Offense: The Magic Bullet

steelers-ben-and-brown

We can’t take ground standing still. That’s principle number one. And it’s the difference between playing offense and defense. However, if we’re not playing some version of ball – basket, foot, base – what does it mean to play offense in everyday life?

I won’t lie – I’ve been a huge Steelers’ fan since I was old enough to sit up in front of the TV. Since my father was from western PA, I was raised on the “Terrible Towel”. (Steelers’ thing.) Right this minute, I just finished watching the Steelers lose to Dallas. Pittsburg beat themselves, but more on that later. Right now, I’m going with the football analogy. There’s a lesson in it somewhere.

The Pittsburg Steelers and the Dallas Cowboys are ancient rivals dating back, I’ve heard, to the Civil War. At any rate, I’ve never heard of anyone who’s ever listed both of them on their favorites’ roster. I don’t think it’s allowed.

Nevertheless, both the Steelers and the Cowboys are phenomenal teams with stellar records and a total of eleven Super Bowl championships between them. I won’t mention that Pittsburg has six of those – the most in the NFL . . . But either way, both teams are offensive titans. So – how does that happen?

Preparation. Probably three quarters of offensive prep happens behind the scenes, before the big game – or the big presentation or election or military campaign or agent pitch or, closer to home, the big showdown with the teenage drama queen or even the big marriage proposal. (Do not approach the teenager without a battle plan.)

Discovering what we need for those goals takes research. You can bet NFL teams know exactly what they need to win. Every year during draft season, teams go shopping for specific positions: a good back-up QB, a quick receiver or a couple of crushing defensive linemen. The key is knowing. What do you need? Education? A business plan? Capital? Equipment? Personnel? A mentor? Whatever your dream might be, it takes pre-prep – practical, mental, emotional and intellectual. Which, frankly, is a lot. Some people get derailed just looking at the prep: market research for the job, grad school for the career, two-a-day practices for the team, rehearsals for the audition, fund-raising for the election, and/or my personal favorite – endless edits and rewrites for the books. The prep is as varied as the dream.

Strategy.  Having a plan is the practical step toward your offense. You can bet Steelers’ quarterback Ben Roethlisberger (aka “Big Ben”) has an offensive strategy. He and his team design plays and memorize them. They run them to see which work and which don’t. If necessary, they go back to the drawing board and redesign plays. We need the same – a strategy.

As they say, “Plan your work and work your plan.” It all starts with that; we can’t simply just “work the plan”.

Imagine the Steelers hitting the field and “winging it.” That would be entertaining . . . for the Cowboys. Not for me.

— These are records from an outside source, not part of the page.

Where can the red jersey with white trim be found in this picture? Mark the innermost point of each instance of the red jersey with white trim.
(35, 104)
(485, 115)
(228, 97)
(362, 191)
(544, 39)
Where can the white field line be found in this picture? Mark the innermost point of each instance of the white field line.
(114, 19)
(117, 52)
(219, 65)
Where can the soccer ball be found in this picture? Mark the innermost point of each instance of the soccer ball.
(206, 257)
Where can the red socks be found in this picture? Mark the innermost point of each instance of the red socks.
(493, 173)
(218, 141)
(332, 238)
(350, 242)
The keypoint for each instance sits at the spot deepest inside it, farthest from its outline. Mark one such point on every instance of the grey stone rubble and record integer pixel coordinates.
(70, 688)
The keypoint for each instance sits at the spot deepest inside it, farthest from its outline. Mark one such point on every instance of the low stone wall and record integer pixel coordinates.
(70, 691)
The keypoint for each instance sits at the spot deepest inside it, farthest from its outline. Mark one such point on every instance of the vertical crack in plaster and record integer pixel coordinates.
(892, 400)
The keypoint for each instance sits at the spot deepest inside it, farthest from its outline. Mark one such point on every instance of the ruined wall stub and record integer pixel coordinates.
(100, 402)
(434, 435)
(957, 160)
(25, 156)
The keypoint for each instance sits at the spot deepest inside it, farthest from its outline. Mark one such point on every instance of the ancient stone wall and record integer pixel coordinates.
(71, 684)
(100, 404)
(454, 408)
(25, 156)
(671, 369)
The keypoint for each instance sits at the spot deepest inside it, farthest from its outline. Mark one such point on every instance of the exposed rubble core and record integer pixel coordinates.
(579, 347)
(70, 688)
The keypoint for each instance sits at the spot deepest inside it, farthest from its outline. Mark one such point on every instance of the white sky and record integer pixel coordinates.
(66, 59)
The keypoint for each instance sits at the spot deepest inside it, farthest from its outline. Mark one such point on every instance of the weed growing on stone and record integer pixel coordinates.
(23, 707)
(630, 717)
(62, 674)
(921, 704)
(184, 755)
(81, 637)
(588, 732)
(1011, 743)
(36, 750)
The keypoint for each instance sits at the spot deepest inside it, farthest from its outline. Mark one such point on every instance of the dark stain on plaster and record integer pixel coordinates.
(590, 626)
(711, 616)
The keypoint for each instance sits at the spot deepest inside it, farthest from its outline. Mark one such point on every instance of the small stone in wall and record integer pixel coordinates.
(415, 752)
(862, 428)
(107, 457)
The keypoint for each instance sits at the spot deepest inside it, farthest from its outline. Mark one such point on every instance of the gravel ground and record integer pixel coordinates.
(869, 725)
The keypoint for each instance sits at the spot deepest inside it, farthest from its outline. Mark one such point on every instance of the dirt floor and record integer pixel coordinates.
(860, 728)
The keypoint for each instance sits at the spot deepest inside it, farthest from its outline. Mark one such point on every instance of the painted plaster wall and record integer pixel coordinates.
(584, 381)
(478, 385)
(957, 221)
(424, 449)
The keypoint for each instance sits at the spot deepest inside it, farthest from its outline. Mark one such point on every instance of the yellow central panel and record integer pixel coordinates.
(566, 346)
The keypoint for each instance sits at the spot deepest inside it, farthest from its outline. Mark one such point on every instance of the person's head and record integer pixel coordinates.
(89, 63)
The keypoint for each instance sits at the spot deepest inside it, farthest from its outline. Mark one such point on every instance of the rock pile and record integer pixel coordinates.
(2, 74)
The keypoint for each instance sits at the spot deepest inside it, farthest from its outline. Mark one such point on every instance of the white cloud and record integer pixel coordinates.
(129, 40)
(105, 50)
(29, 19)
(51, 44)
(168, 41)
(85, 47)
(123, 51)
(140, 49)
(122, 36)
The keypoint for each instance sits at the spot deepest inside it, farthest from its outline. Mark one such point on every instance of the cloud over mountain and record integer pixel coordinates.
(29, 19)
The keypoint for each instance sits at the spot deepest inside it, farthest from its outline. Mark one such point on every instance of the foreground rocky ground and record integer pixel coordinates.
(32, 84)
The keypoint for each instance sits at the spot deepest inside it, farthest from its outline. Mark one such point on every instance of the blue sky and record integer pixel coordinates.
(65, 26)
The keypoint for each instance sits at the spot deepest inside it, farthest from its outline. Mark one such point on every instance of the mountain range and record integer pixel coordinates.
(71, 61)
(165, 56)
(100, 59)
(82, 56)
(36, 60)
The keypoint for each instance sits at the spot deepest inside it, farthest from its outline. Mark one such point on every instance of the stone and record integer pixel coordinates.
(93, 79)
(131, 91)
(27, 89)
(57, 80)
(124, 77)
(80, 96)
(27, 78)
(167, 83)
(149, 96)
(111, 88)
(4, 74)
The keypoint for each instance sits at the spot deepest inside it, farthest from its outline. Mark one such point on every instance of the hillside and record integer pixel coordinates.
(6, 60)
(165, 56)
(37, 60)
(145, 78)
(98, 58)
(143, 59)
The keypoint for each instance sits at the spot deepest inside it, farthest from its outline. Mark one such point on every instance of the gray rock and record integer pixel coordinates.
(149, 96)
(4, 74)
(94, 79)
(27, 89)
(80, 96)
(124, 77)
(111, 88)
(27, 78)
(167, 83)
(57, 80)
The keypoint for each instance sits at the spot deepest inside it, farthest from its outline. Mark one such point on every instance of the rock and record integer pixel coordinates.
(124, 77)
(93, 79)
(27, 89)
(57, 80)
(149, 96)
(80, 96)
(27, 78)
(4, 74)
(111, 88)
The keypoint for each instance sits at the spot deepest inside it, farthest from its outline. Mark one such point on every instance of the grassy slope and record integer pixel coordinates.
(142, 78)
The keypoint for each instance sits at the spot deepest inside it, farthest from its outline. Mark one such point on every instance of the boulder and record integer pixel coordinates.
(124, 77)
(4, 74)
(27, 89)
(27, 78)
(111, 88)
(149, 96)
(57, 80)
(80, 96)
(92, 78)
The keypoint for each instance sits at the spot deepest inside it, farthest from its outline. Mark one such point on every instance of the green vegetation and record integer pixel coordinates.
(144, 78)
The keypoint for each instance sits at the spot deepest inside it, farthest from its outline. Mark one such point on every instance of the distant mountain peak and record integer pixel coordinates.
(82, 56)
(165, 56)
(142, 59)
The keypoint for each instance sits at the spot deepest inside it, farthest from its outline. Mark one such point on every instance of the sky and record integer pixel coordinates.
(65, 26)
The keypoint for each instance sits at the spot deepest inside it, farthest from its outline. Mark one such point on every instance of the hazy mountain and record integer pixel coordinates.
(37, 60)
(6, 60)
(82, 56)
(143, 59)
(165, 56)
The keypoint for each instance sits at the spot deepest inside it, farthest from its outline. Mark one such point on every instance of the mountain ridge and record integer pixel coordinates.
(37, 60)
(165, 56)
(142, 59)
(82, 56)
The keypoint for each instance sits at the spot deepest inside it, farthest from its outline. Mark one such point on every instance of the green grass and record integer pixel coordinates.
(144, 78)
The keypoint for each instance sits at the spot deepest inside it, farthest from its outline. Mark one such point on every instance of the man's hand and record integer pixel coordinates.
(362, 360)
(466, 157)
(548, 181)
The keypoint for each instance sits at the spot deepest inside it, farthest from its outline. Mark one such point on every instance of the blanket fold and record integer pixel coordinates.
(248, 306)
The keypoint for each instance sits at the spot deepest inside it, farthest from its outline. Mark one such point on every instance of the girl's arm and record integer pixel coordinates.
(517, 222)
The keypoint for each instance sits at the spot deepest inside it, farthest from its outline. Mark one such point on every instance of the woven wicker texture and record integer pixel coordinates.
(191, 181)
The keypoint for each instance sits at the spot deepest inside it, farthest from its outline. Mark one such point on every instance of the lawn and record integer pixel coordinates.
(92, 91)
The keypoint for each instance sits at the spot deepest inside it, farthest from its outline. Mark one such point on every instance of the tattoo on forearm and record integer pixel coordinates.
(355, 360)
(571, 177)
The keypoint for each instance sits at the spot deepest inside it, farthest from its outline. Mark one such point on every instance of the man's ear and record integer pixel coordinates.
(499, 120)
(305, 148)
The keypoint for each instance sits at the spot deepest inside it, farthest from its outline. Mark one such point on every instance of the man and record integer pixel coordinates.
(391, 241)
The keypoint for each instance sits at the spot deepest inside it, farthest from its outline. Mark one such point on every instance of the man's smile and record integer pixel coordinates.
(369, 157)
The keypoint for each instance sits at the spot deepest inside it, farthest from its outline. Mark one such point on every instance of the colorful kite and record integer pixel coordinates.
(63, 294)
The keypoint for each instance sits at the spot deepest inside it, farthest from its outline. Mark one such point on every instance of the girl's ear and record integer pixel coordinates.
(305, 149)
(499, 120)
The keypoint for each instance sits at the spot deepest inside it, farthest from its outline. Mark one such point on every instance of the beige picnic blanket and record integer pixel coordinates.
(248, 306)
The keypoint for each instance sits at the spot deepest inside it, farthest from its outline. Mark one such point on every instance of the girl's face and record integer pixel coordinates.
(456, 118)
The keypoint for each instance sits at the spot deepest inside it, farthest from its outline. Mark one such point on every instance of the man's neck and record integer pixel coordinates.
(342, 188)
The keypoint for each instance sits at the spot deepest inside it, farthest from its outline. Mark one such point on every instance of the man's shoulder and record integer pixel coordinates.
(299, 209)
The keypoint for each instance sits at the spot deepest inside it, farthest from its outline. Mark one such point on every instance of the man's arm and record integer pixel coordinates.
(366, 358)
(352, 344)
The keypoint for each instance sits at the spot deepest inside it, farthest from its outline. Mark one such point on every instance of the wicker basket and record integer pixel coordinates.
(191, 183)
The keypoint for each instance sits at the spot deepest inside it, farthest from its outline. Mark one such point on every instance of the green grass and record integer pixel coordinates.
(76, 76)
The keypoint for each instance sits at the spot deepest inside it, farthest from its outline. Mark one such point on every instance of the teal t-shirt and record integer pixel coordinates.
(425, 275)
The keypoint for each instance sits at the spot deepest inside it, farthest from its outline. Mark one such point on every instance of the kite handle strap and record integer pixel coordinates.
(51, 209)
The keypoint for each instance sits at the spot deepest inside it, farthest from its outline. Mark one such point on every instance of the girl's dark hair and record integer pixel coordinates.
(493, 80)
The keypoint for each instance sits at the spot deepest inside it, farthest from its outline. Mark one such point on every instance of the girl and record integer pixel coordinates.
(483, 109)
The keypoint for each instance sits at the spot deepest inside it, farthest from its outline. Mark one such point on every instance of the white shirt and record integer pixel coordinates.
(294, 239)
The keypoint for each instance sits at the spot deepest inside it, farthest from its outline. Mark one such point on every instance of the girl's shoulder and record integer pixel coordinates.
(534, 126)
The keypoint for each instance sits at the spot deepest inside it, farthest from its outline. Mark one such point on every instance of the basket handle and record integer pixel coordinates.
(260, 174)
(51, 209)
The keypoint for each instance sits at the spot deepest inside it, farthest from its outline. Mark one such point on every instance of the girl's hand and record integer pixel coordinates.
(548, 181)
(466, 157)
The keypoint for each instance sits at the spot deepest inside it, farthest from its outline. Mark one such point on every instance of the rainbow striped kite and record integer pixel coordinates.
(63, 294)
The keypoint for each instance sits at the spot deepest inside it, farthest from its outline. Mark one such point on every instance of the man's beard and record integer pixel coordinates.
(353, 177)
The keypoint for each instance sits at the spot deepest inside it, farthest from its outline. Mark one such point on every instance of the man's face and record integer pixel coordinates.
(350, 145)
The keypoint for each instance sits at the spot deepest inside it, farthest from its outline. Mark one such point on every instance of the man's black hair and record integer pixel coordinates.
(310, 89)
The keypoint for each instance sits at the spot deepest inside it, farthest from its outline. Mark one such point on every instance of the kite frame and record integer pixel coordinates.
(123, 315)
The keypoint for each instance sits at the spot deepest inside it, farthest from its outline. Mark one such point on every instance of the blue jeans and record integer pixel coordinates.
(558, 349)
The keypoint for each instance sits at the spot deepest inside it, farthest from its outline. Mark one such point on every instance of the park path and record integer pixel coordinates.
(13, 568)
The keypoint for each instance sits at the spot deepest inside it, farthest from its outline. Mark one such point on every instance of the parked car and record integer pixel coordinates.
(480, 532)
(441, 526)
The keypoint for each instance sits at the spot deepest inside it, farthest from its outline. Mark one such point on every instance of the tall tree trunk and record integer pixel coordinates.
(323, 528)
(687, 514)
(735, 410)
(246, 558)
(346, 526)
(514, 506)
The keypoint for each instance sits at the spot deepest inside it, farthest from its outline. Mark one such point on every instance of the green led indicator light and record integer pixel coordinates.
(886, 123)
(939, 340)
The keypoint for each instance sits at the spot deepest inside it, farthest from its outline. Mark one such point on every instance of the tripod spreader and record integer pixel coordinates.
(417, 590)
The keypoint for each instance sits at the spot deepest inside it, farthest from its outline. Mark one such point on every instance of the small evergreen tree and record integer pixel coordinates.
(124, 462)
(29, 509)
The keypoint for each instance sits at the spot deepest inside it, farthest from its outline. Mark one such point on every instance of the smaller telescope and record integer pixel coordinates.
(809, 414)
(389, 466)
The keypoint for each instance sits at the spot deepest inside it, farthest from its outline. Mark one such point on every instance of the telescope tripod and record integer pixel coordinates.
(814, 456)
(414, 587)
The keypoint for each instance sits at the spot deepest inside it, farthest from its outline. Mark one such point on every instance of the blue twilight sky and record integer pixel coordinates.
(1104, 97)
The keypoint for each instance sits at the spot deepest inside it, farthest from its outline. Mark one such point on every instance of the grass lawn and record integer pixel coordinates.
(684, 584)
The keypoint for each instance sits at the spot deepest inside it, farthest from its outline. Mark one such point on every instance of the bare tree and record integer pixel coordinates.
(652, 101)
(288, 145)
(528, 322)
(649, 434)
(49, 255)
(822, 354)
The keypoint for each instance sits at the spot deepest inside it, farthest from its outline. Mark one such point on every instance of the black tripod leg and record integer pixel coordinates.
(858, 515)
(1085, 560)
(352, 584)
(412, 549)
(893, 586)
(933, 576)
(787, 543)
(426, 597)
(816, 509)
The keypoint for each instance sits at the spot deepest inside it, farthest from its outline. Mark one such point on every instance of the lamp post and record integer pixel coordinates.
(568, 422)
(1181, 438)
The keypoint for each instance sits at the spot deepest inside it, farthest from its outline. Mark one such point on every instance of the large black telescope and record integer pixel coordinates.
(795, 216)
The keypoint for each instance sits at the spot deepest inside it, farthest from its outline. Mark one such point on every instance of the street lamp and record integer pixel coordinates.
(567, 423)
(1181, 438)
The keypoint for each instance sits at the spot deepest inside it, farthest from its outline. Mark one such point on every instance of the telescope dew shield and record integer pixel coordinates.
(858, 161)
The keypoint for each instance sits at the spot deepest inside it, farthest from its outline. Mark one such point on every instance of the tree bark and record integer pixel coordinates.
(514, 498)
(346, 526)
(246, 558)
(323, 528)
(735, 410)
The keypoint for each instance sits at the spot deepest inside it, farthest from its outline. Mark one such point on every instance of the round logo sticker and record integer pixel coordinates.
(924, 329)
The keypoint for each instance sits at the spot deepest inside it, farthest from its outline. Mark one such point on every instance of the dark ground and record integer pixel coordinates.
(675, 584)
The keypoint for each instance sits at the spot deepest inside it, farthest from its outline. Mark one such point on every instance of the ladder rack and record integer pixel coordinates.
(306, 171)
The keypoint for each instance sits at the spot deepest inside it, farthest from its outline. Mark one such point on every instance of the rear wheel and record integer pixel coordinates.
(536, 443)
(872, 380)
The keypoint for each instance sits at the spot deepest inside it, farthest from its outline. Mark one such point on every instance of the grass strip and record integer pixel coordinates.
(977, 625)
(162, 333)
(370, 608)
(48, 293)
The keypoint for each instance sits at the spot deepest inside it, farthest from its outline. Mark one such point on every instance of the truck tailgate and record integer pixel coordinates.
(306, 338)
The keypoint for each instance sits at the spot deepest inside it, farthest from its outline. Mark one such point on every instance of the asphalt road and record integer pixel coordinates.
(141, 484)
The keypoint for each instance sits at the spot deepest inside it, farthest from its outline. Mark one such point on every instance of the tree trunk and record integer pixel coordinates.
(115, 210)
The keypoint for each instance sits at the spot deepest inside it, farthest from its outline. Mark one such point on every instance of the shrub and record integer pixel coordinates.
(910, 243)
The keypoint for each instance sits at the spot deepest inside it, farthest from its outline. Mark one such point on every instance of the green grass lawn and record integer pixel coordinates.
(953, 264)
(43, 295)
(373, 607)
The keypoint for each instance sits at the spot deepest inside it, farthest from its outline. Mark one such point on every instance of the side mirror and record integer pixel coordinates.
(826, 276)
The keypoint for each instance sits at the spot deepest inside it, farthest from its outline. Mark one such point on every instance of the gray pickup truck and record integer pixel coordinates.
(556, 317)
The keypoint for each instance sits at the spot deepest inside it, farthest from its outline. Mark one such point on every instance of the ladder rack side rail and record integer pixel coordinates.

Work. Speaking of work, that’s the next step. And it’s the step where many people get sidetracked – although not at first. People realize that their dreams will take work; we often just don’t really grasp the length and breadth of it. Whether we pay in terms of time, energy, money or other resources, there is a cost. Part of our strategic plan should be examining what that cost might be and then counting it: “Can I do this?”

Football players work – and not just when they hit the NFL. At the very latest, NFL hopefuls begin playing in high school and most earlier than that. (My boys started in second grade.) Then those players work to get into college and then to make that team. Then they have to perform for the NFL scouts who shop the college teams, hoping those scouts will make them an offer during the draft. And once they’ve gotten that elusive NFL contract, then the work begins: the excruciating practices, the studying which, for them, includes plays and films and even reports on the strengths and weaknesses of opponents. The work never ends for football players. And it often never quite ends for us either.

Going on offense means being proactive, taking the lead before opponents even know the competition has begun. But this is the important thing: going on offense doesn’t mean we have to enter the world as the biggest, fastest, smartest, prettiest, or any “-est” thing; it’s not about the resources we’re born with or given or even about lucky breaks. What it does mean is that we do have to design the best strategy, do the most complete prep, and work harder than anyone else. It’s about how badly we want that dream and about the offense we put together to make it happen – which qualifies everyone.

I know Big Ben would agree with that.